Never in the past have I read a novel and then seen a movie based on said book and come away from it with such a feeling of emotional fulfillment, as when I walked to the parking lot, under a dreary sky filled with clouds, following my viewing of The Hours. Released in December, the Stephen Daldry (Billy Elliot) film, starring Nicole Kidman, Julianne Moore, and Meryl Streep, was based on the Pulitzer Prize winning novel of the same name by Michael Cunningham. Not only did The Hours as a novel completely captivate me to the very last page, very last sentence, very last word, but the transformation of the work into a motion picture left me similarly breathless and stunned.
The Hours takes place all during a day in the lives of three women, Virginia Woolf, Laura Brown, and Clarissa Vaughan. Each character in the story feels that their lives are being lived for the sake of someone else, and are confronted with a difficult choice. All of them must choose between carrying on the fallacies they currently reside in, or taking a risk and living life for themselves.
Virginia Woolf, living in a London suburb in 1923, is taking on the challenge of starting a new book, later to become her famous Mrs. Dalloway. Woolf is forced to live away from London, though she feels it is only there that she can draw truly creative energy, even if it means risking her sanity. However, she strives to carry on working in her state of misery, if only to make her worrisome husband, Leonard, pleased.
Laura Brown resides in post-World War II Los Angeles with her veteran husband and young son. The roles of housewife and mother, to which she is forced to conform because of outside societal forces, leave Brown writhing under her own skin, suffocating for a life of her own. Insecurity and a longing for something else lead her to question her role as a mother, resulting in the oxymoronic terror she feels because of the immense love she has for her son and the unborn child in her womb. Escaping from her reality, much like she did as a youth, Brown hides behind a book—Mrs. Dalloway.
Clarissa Vaughan lives in 21st century New York City, with her lover Sally, and is preparing for a party she is hosting for her friend and ex-lover Richard, a poet dying of AIDS. Vaughan lives her life for Richard, caring for him through years of degeneration caused by the virus, and pushing him to have hope in those better days. She strives to bring happiness to Richard and to others in her life, in hope of finding meaning in her own life. Vaughan is the modern day Mrs. Dalloway.
The creator of these women’s lives, Cunningham, was born in Ohio in 1952 and grew up in La Canada, Calif. getting a B.A. in English literature from Stanford, he got his M.F.A. from the University of Iowa. Using his love of Woolf, and her Mrs. Dalloway, Cunningham wrote The Hours over three years and it was published in 1998, later earning Cunningham the Pulitzer Prize for fiction in 1999. Sparking the interest of producer Scott Rudin and renowned playwright David Hare, Cunningham’s novel soon was on its way to becoming a full-length film.
In an interview with the author, Cunningham stated that he was thrilled with how the screen adaptation of his novel had turned out. Unlike most authors whose works go to film, Cunningham said that he did not think of The Hours as “his baby,” but as the best work he could produce at the time. When making his novel into a movie, he granted full creative rights to Hare in writing the screenplay. The result, while following the novel almost flawlessly, was a unique creation of beauty and deep meaning that could never be conveyed through pen on paper.
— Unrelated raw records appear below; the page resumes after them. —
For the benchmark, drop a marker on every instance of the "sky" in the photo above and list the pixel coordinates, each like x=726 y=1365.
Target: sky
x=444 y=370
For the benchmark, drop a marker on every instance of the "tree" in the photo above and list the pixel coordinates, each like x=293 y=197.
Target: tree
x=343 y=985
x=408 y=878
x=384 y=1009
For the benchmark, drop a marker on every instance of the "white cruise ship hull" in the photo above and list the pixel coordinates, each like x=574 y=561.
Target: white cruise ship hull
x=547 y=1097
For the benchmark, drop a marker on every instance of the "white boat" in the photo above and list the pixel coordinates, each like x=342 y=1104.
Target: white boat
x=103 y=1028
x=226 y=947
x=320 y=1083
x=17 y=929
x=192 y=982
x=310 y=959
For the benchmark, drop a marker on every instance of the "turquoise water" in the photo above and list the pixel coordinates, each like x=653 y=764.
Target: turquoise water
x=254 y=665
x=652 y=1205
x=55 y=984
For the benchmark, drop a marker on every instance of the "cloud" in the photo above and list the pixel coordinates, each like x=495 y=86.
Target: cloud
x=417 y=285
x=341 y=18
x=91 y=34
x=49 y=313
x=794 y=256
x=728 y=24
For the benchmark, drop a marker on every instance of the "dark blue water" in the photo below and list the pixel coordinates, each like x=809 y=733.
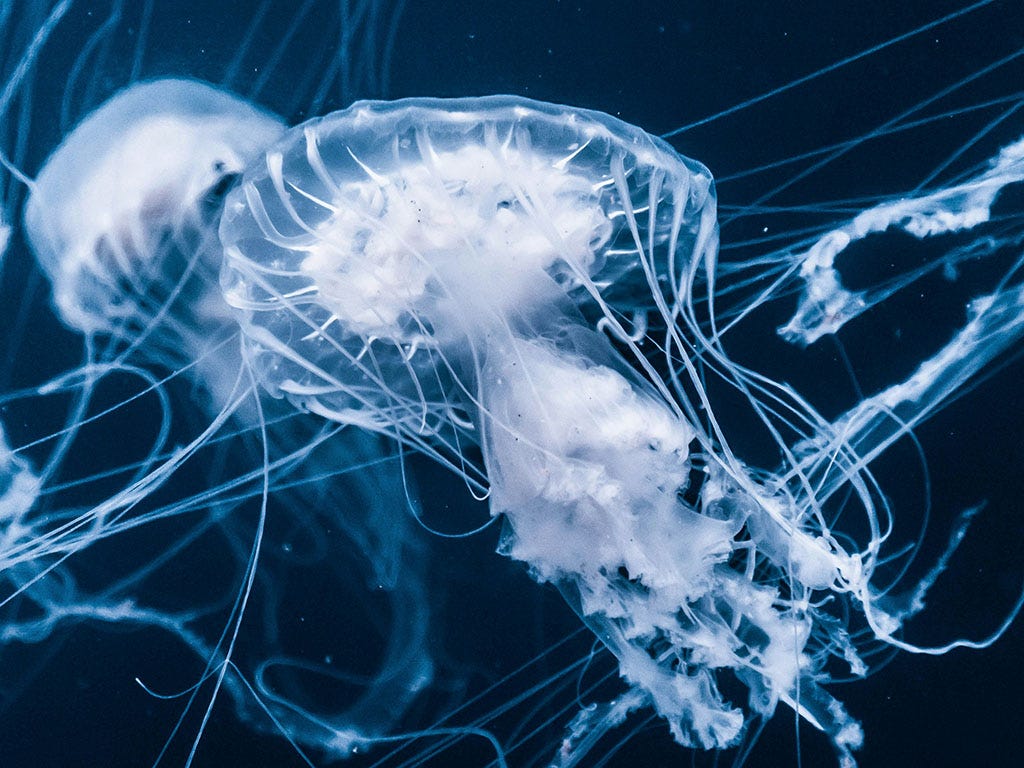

Taking on the three main roles, Kidman (Woolf), Moore (Brown), and Streep (Vaughan) beautifully portrayed each character, bringing each woman to life and lending something to their performances that only great actresses can. Each story was wonderfully intertwined. Where the novel used chapters, the film used creative similarities in a scene to tie them together. The best example found in both works is the line “Mrs. Dalloway said she would buy the flowers herself.” This is the first line of Woolf’s Mrs. Dalloway, and as she writes it a cut is made to Brown reading it, and then a cut to Vaughan shouting the exact line to Sally about the flowers for her party.
Not only does the film herald remarkable performances from the three leads, but it also has an amazing supporting cast, including Stephen Dillane, John C. Reilly, Ed Harris, Allison Janney, and Jeff Daniels. Additionally, composer Philip Glass provided an incredibly moving and equally emotional sound-track to accompany the film. In a sense the music in the picture is almost an individual character in itself.
Overall, reading The Hours and then seeing the film was astonishing. Absorbing the amazing detail of Cunning-ham’s novel, and then taking in the visual aspects that Daldry’s production provided, proved to be one of the most amazing literary and cinematic combinations I have witnessed. I would enthusiastically recommend either the book or the movie to anyone, though I think a complete experience should involve both mediums.